Соглашаясь с подобным суждением, Кутузов, когда рассуждения о счастье и радости заходили далеко, окончательно расходился с друзьями. Он считал: зло человека исправимо самоочищением, а духовное возрождение, приносящее счастье, должно дать ему образование и просвещение, но отнюдь не борьба за переустройство общества, которую Кутузов считал совершенно бессмысленной и ненужной.
Они возвращались к этому спору в течение всей их жизни. Кутузов стоял на своём.

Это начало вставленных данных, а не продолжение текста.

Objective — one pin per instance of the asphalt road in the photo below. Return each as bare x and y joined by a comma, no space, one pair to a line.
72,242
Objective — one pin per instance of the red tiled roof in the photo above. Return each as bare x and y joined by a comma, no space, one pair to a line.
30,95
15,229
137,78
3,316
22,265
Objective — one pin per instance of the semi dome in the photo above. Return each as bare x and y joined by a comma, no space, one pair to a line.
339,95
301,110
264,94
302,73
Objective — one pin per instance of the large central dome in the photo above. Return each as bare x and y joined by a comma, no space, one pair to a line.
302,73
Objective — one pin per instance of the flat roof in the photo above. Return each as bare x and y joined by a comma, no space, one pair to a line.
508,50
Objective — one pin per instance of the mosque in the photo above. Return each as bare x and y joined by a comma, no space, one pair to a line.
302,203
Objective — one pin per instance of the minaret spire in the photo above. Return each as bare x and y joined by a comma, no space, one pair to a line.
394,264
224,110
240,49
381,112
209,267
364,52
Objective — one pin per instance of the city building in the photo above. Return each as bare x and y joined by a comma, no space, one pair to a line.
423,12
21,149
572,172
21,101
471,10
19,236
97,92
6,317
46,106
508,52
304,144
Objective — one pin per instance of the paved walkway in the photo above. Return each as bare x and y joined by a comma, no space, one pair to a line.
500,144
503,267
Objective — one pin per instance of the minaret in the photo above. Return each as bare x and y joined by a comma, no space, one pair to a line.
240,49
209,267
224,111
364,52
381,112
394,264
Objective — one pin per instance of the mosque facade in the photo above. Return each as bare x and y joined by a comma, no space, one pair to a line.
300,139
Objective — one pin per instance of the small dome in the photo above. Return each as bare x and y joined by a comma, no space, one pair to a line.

— Если тварь, говорил он, — долженствующая быть кроткою, благою, гармоническою, невинною и нелицемерною, претворяется в гордую, жестокую, злую и лукавую, в таком случае, хотя бы творец наш поместил нас в раю, блаженства исполненном, то и тогда несчастными мы пребыли: свирепствовал бы ад в сердцах наших, наипрекраснейшие предметы, нас окружающие, напоил бы ядом…
«Горбатого исправит могила», — думал Радищев, вспоминая всё это, и углублялся в письмо друга.
«…И так, истинное щастие находится внутри нас и зависит от самих нас, — писал тот, — оно есть поставление себя превыше всех случаев: сего-то щастия всегда я желал тебе, а ныне и ещё жарче желаю. Ты имеешь нужду в сем. Мужайся, сердечный друг мой, побеждай мысли своего воображения, будь тем, чем бы нам всем быть долженствовало, — человеком. Бога ради, не предавайся отчаянию…»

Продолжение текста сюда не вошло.